Fotos, die nach dem Flug aufgenommen wurden, legen nahe, dass Navigationsfehler beim Aufsetzen auf dem Boden zu einer hohen horizontalen Geschwindigkeit führten. Wahrscheinlich traf Ingenuity hart auf die Schräge einer Sandwelle, was ein Kippen und Neigen des Hubschraubers verursachte. Diese plötzliche Lageänderung setzte die rotierenden Rotorblätter Belastungen aus, die ihre Grenzen überschritten, sodass alle vier Blätter etwa ein Drittel von der Spitze entfernt brachen. Die beschädigten Rotorblätter erzeugten starke Vibrationen im Rotorsystem, rissen einen verbliebenen Teil eines Blattes an der Wurzel ab und führten zu einer extremen Strombelastung, die schließlich den Verbindungsverlust verursachte.

Down, aber nicht erledigt
Obwohl der 72. Flug Ingenuity dauerhaft zum Stillstand brachte, sendet der Hubschrauber weiterhin etwa einmal pro Woche Wetter- und Avionik-Testdaten an den Perseverance-Rover. Die Wetterinformationen könnten zukünftigen Mars-Expeditionen zugutekommen. Die Avionik-Daten erweisen sich bereits als nützlich für Ingenieure, die an zukünftigen Entwürfen von Fluggeräten und anderen Fahrzeugen für den roten Planeten arbeiten.
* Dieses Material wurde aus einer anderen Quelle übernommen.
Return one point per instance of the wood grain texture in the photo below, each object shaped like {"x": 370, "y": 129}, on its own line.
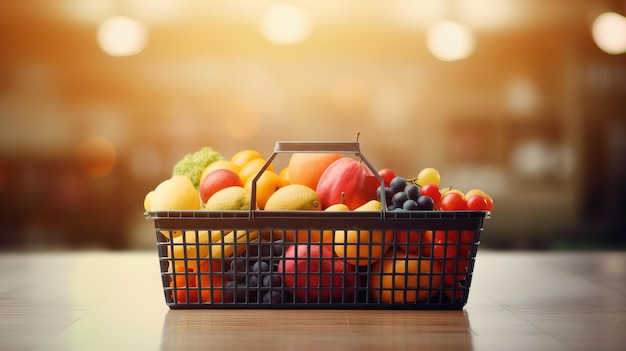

Inspiriert von Ingenuitys Langlebigkeit testen NASA-Ingenieure nun kleinere, leichtere Avionik, die in Fahrzeugdesigns für die Mars Sample Return-Mission eingesetzt werden könnten. Die gesammelten Daten helfen den Ingenieuren auch bei der Erforschung, wie ein zukünftiger Mars-Hubschrauber aussehen könnte – und was er leisten könnte.